Outpatient and Urgent Care Centres at Tallaght and Connolly Hospitals.
The Outpatient and Urgent Care Centres will improve geographic access to urgent care for children in the Greater Dublin Area. Consultant-led urgent care, with 4-6 hour observation beds, appropriate diagnostics and secondary outpatient services including rapid access general paediatric clinics as well as child sexual abuse unit examination, observation and therapy rooms will be provided in the Outpatient and Urgent Care Centres. The centre at Connolly will also include two HSE paediatric care primary care dental services operating theatres.
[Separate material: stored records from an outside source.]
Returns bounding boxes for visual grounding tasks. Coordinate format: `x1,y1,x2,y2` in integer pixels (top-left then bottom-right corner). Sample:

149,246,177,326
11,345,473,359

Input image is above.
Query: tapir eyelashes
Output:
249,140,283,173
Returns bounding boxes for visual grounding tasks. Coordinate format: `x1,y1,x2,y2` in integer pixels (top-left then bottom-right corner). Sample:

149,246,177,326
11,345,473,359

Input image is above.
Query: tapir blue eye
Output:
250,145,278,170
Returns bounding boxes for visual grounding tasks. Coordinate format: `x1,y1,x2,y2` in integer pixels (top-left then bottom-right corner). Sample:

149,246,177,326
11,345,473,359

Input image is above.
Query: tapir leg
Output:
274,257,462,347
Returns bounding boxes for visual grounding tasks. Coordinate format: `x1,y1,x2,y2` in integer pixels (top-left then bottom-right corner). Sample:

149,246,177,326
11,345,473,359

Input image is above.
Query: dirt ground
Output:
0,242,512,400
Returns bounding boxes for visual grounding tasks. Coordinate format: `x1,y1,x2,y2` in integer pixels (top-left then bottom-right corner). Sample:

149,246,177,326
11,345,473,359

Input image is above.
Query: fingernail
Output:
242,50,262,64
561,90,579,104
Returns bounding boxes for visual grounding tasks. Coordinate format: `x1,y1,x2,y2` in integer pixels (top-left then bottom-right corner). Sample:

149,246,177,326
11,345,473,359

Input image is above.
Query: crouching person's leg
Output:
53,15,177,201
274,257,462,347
Children’s Research and Innovation Centre

More than a hospital, the new children’s hospital and Outpatient and Urgent Care Centres will be a research-intensive academic healthcare institution.  The main facilities for research and innovation will be located at the Children’s Research and Innovation Centre (CRIC) on the St. James’s campus, which has a rich history in clinical research.  The CRIC on the campus will be non-Exchequer funded and will be built using separately raised philanthropic funds.

Integration Programme

The capital project to build the new children’s hospital and Outpatient and Urgent Care Centres will only provide buildings. The overall programme to deliver the new children’s hospital will entail both a complex merger of three different voluntary hospitals and a new build (in addition to a major ICT programme and co-location with an adult and the tri-located maternity hospital).  Integration of the three existing paediatric hospitals, the opening of the Outpatient and Urgent Care Centres and the transfer of services to the new hospital facilities while maintaining existing services, patient safety and quality at three existing sites until transition is complete represent a highly complex project in its own right. The major programme of work of clinical integration, people and change management and commissioning required to achieve a successful transition to the new facilities is already underway.